さらに、目標の先に大切な人を幸せにするという目的が加わるとその力は本人の想像を超えることがある。
一方で、力があっても他人から強制的に目標を与えられてしまえば、持っている力すら出せない。
オリンピックを見て思うのは、前者は水泳、バドミントン、卓球、フェンシング、男女サッカーであり、後者は柔道になろう。体操、陸上、女子バレーはエース以外の選手の目標の設定が少し不明確だったかもしれない。
まさに古い体質の会社と新しい会社の違いに似ている。
伝統を重んじることは重要だ。しかし、伝統は過去の栄光ではない。現在の選手たちを、過去の栄光に縛り付けて叱咤するのは崩壊していく組織そのものである。
体力に勝り、日本柔道の技を研究している外国人選手は勝って当たり前の相手ではない。なのに、銀メダルを獲得しても、「悔しい」と言わせ、金メダル以外に課題を指摘するのは、悪しき日本的体質ではないか。
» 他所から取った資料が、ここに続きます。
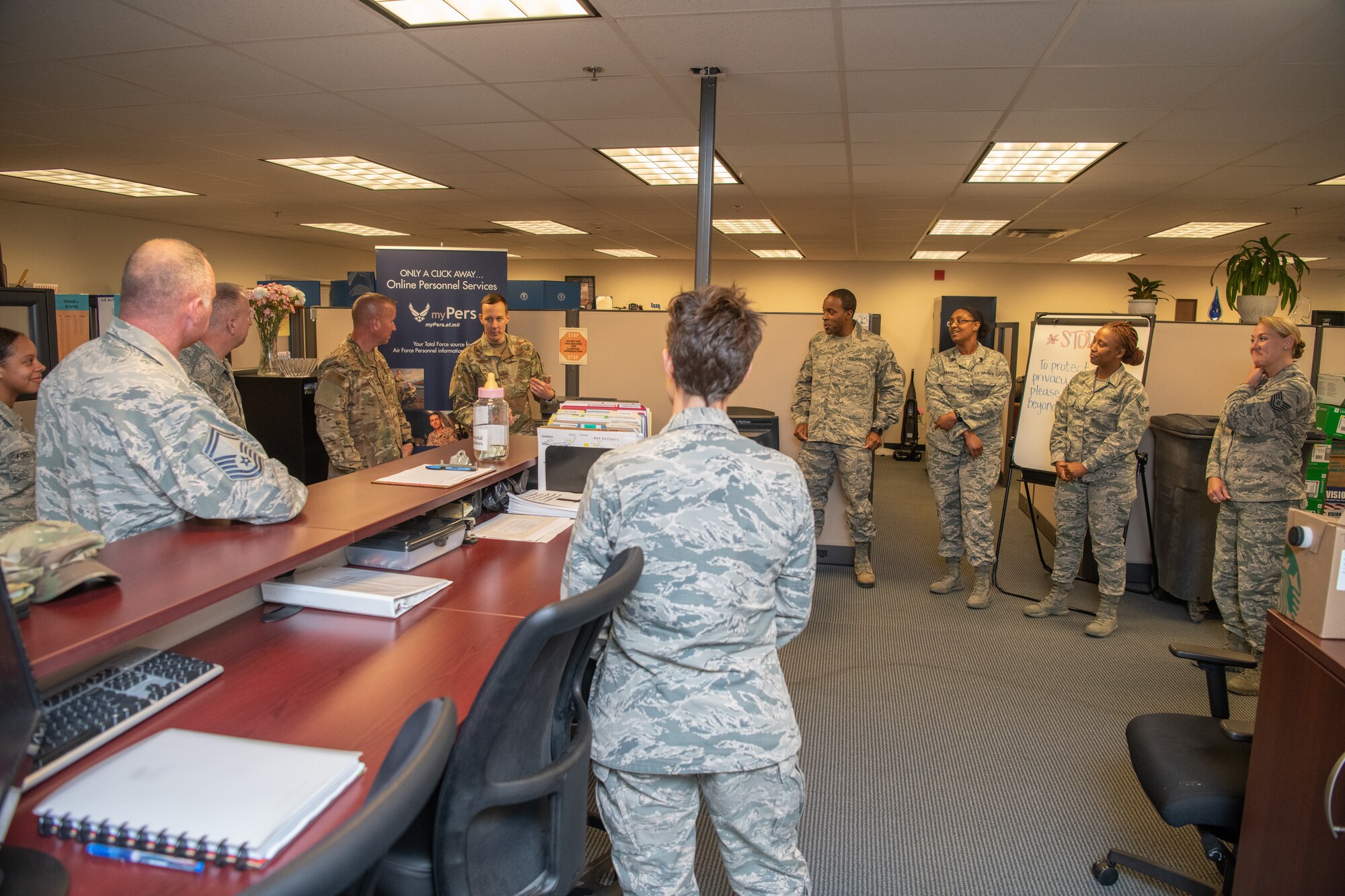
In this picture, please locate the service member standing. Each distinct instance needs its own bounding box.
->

柔道関係者が、松本薫のような闘志むき出しの選手を好むのは、そのような稽古に明け暮れた自己の経験によるものだろうが、人には性格があるし、すべての選手が闘志をむき出しにする必要はない。
かつてのボクシングの名トレーナーエディ・タウンゼント氏が、試合直前の選手に「あいつをぶちのめしてやりなさい!」と言っていたのを見たことがある。それはビビる選手を鼓舞するとともに、自分が自分の選手を信じようとする心の叫びだったように思う。
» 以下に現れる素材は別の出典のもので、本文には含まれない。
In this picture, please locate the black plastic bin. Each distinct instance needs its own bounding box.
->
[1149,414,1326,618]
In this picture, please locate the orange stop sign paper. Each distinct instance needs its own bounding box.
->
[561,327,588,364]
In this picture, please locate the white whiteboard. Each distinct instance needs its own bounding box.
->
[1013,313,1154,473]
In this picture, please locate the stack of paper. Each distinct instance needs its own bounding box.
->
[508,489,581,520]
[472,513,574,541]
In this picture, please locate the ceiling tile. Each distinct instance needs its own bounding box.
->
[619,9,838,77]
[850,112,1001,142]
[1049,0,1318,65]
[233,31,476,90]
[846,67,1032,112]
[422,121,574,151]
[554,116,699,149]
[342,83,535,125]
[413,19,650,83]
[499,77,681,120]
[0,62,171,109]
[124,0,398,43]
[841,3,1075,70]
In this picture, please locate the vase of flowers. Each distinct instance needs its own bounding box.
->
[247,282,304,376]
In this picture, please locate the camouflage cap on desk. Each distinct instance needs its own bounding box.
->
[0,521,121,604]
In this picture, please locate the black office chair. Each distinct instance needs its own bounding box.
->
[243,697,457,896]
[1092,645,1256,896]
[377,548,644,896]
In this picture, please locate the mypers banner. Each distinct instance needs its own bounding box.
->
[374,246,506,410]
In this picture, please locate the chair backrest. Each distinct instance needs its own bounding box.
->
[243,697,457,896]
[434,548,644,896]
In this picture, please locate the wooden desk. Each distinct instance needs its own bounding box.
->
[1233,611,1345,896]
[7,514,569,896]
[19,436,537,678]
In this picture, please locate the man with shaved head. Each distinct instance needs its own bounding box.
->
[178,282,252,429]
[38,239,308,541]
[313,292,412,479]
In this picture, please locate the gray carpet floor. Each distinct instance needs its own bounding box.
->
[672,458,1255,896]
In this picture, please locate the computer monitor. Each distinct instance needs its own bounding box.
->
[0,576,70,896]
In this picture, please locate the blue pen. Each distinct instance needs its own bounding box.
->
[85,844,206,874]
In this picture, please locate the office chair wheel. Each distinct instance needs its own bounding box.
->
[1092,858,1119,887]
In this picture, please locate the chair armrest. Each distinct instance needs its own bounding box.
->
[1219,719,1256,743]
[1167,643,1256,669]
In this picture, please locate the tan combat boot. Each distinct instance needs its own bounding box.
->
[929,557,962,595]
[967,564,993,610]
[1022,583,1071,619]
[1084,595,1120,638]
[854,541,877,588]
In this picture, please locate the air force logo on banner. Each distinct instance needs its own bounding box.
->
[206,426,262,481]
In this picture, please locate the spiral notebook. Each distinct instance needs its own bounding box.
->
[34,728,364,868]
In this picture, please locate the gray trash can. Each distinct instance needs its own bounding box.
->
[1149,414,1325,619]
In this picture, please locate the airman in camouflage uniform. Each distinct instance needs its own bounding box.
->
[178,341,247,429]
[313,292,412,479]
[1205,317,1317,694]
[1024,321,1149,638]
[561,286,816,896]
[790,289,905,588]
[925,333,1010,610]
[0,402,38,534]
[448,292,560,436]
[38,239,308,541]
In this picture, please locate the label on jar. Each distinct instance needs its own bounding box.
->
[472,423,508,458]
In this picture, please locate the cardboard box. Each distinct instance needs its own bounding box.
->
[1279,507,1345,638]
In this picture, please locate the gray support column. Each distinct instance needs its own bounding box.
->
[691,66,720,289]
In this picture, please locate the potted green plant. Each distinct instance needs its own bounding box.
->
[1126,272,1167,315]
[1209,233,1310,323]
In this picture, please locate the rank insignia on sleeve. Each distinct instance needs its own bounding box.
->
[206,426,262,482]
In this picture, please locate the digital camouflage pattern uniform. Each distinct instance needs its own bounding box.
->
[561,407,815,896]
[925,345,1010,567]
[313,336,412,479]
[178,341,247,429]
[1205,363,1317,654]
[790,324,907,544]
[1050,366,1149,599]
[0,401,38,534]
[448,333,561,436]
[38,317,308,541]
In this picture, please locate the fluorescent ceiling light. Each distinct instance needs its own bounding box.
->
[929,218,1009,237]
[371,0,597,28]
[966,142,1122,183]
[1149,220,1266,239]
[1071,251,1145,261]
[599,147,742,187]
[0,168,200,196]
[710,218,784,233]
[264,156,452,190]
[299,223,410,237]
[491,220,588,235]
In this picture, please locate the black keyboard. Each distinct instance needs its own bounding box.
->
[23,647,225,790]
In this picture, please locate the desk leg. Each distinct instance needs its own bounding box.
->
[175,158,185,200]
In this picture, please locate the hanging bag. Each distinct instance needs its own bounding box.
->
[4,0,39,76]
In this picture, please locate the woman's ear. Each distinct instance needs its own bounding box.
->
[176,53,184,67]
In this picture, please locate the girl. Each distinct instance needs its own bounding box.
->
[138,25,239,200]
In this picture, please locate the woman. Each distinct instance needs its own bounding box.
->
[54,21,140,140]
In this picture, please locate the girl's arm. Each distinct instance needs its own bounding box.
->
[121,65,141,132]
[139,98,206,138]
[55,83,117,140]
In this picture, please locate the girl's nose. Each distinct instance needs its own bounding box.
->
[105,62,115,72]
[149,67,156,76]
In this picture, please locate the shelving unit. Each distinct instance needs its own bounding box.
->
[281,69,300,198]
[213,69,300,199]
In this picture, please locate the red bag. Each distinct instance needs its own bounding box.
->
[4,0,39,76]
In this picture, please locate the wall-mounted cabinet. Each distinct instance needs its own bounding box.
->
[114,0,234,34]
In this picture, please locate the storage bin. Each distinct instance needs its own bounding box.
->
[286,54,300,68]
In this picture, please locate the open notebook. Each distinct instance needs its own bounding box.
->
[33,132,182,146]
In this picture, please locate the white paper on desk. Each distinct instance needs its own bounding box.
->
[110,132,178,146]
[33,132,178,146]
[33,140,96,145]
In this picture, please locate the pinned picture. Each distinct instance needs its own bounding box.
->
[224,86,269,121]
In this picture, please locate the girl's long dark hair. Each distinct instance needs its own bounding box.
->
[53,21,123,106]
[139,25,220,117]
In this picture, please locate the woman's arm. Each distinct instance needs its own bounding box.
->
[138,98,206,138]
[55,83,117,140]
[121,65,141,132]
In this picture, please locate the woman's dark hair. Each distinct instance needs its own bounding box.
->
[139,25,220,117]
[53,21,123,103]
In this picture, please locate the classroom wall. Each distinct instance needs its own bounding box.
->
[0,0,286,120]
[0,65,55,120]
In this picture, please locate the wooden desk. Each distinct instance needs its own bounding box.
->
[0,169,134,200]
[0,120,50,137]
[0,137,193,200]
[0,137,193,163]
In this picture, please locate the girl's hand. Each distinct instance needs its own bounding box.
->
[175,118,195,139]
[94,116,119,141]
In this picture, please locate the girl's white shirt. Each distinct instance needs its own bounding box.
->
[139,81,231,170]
プロボクシングはプロゆえに勝つことがすべてのスポーツだ。だからこそ、自分が育てた選手が負けた時、人が去っていく中で、エディ氏は一晩中、選手の腫れた顔をやさしく撫でていたという。それが指導者の姿だと思う。
世界的な選手でも、大舞台で平常心を失うこともあるだろう。それは、選手のメンタルが弱いのではなく、余計なプレッシャーを与え続けた指導者に問題があると思う。
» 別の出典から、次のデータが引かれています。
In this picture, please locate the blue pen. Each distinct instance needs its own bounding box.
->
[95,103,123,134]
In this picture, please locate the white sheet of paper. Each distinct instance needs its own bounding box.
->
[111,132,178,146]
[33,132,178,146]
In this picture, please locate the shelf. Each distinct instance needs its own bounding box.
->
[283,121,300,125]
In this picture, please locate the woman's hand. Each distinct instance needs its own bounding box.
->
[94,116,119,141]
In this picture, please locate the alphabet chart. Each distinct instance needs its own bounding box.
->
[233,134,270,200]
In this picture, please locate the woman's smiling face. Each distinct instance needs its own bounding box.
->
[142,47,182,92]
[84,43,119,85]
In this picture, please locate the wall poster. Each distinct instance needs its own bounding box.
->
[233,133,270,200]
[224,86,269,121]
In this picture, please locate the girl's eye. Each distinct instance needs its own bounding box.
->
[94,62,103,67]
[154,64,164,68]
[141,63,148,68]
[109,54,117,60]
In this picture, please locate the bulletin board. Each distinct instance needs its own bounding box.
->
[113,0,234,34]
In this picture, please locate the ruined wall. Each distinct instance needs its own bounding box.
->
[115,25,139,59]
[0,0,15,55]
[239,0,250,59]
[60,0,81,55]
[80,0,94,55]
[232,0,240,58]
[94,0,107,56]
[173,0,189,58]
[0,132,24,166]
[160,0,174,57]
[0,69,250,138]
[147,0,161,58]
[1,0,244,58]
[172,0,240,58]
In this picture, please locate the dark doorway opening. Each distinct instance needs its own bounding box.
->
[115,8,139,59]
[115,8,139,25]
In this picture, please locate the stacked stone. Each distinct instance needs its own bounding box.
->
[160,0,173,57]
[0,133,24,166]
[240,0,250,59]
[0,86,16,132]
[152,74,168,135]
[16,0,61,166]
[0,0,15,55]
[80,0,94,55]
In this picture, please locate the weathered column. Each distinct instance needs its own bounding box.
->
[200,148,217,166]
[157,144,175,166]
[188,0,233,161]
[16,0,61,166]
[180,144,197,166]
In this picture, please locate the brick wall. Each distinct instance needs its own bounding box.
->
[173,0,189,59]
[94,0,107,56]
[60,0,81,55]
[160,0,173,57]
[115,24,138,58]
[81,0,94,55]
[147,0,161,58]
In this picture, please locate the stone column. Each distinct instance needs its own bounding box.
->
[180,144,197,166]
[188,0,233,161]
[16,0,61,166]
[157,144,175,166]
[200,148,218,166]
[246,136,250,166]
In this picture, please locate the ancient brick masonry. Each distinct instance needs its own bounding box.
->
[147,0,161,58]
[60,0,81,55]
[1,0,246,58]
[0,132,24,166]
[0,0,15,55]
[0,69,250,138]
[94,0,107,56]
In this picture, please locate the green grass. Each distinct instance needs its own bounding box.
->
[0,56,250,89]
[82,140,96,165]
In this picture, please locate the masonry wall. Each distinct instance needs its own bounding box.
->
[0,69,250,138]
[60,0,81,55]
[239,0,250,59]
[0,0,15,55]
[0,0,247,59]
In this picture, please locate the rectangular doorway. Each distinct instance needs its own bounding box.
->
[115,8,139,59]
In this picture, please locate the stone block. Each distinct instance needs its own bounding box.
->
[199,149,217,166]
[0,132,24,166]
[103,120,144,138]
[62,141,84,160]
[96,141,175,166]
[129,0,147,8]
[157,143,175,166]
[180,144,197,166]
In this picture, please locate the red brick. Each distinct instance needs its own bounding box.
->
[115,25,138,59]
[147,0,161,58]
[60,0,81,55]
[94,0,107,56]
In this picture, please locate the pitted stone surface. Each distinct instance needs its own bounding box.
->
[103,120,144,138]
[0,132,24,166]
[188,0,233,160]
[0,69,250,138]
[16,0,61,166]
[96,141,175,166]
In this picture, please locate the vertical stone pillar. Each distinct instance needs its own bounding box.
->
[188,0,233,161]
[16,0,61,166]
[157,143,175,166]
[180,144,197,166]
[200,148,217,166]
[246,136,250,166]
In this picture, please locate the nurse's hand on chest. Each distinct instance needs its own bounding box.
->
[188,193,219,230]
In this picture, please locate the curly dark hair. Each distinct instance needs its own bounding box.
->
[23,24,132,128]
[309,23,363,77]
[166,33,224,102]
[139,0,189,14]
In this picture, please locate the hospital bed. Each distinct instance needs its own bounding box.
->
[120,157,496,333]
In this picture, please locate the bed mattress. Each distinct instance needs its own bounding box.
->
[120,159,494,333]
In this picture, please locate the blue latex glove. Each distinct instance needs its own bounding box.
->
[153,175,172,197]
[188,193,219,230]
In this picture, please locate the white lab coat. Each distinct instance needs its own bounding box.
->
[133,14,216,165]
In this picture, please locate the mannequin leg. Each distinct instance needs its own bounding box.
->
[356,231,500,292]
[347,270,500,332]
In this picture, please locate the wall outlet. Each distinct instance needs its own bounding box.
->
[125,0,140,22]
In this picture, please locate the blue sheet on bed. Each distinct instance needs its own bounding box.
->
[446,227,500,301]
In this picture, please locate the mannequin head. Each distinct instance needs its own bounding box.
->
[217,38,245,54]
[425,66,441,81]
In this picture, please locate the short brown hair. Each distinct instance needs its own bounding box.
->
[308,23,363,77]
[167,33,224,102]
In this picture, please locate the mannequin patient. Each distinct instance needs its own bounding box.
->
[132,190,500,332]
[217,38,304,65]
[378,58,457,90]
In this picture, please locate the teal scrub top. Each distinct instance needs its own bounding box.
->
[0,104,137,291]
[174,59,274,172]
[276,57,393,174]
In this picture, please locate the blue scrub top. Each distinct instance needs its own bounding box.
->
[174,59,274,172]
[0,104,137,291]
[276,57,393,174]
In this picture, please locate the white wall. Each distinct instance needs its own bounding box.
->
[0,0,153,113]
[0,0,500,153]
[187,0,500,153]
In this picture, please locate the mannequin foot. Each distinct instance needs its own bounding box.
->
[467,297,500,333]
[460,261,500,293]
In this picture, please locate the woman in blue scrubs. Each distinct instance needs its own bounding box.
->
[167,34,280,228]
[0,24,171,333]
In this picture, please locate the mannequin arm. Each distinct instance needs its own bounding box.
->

責任感の強さゆえに自らの命を絶ったマラソンの円谷幸吉の悲劇を繰り返したいのか。
全力を尽くして負けた選手を断罪するような監督や指導者はあってはならない。
男子柔道監督の篠原氏は、自分の現役時代のビデオを見れば(闘志むき出しではなかったのでは?)、もう少し選手に寄り添うことができると思う。その時、新しい日本柔道が誕生すると思うが、いかがだろうか?
団体戦でこそ、日本の強さが発揮されるのだから。